I'm just relaxing around the motorhome tomorrow - so will have more time to have a look at it and hopefully get some access to the PCB. However, I've noted there are two - one on each side, so not sure which one to go at!

As ever, help appreciated.


----------



## pippin (Nov 15, 2007)

Disconnect the hose at the regulator and see if there is any of the dreaded green gunge.


----------



## 107462 (Oct 5, 2007)

Ummm ... I'm good at other stuff .... honest! but which bit is the regulator?

I have gaslow with an auto changeover valve ...



pippin said:


> Disconnect the hose at the regulator and see if there is any of the dreaded green gunge.


----------



## pippin (Nov 15, 2007)

If you cannot identify the regulator then simply disconnect the hose from the gas bottle(s) and see if there is any gunge there.


----------



## 107462 (Oct 5, 2007)

thanks

looked through it but still link it's unlikely the gas is a problem either .... given when i leave the electric on for 30 minutes the gas works fine!
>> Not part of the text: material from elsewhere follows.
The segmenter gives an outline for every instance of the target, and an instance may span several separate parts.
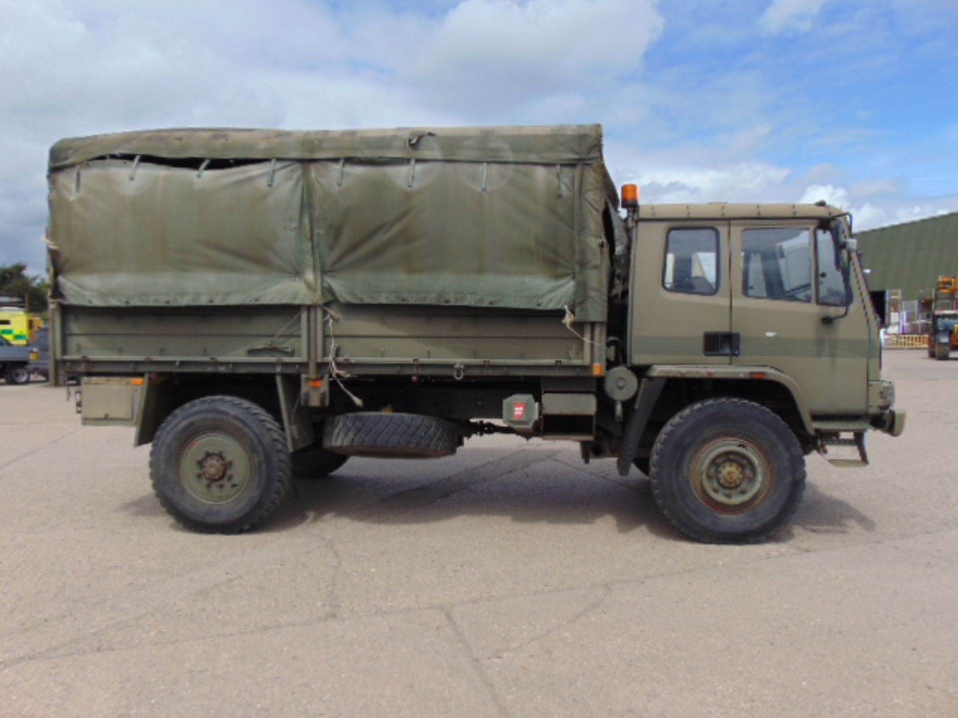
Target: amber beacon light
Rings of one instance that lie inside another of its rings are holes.
[[[622,186],[622,206],[625,209],[630,209],[639,206],[639,186],[638,185],[623,185]]]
Starting to wonder if it's condensation after all



legend654 said:


> Sorry to disagree about the shortage of gas theory. Our red light experience happened because we were over eager to use the shower in quick succession rather than wait for the amber light to disappear. Anyway if you still have a red light I have found the relevant manual for you from Truma that we researched. Here is the link.
> 
> Guy
> 
> Truma Operating Instruction PDF


----------



## 104477 (May 13, 2007)

Our problem stemmed from the fan motor having a wiring problem. Check out my blog for details.

For other readers:- The gas used in a gaslow system is not butane but propane so does not "freeze" the way butane can.
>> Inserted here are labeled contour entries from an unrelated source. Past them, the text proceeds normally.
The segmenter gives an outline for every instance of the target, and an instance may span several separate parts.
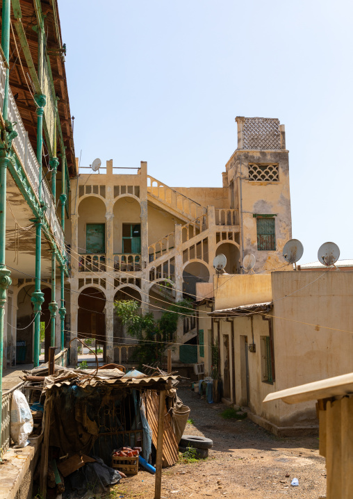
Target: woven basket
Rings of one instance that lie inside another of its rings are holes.
[[[112,456],[112,468],[122,471],[125,475],[137,475],[138,473],[138,456]]]

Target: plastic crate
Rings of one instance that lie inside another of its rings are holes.
[[[138,456],[112,456],[112,468],[122,471],[125,475],[137,475],[138,473]]]

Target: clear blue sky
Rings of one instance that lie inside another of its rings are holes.
[[[59,0],[76,156],[221,186],[234,118],[278,117],[302,263],[353,258],[353,3]]]

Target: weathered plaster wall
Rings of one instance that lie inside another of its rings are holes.
[[[271,275],[220,275],[213,278],[215,310],[272,300]]]
[[[181,194],[201,204],[215,208],[229,208],[228,189],[224,187],[173,187]]]
[[[234,181],[234,202],[240,208],[241,161],[244,253],[253,253],[256,270],[270,270],[286,263],[282,256],[286,243],[292,238],[288,152],[237,149],[226,165],[227,181]],[[279,181],[249,180],[249,163],[278,163]],[[276,251],[257,249],[256,218],[254,214],[275,215]],[[288,266],[288,270],[291,268]]]
[[[161,238],[173,232],[175,224],[183,224],[183,222],[166,211],[148,204],[148,243],[153,244]]]
[[[272,280],[277,390],[352,372],[353,335],[342,330],[353,331],[353,274],[279,272]],[[279,403],[283,425],[315,417],[313,402]]]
Hope you get it sorted soon.


----------



## 107462 (Oct 5, 2007)

I'm going to try and repear the problem today by leaving the heater to cool for a few hours then try again with gas only .... if that happens, I guess it needs to start when it's warm ... which I'm assuming may mean condensation on the boards.

Either way, I e-mailed truma in Germany, had an overnight response and will detour to their place near Munich in a week or so for a perm. fix! They have been very helpful.

Thanks all ...


----------



## 107462 (Oct 5, 2007)

Lots of hot air from a hairdryer onto the electrics .... and no change ... so not sure it's condensation after all.

looks like I'm on hook up for a couple of weeks until I get to Germany.


----------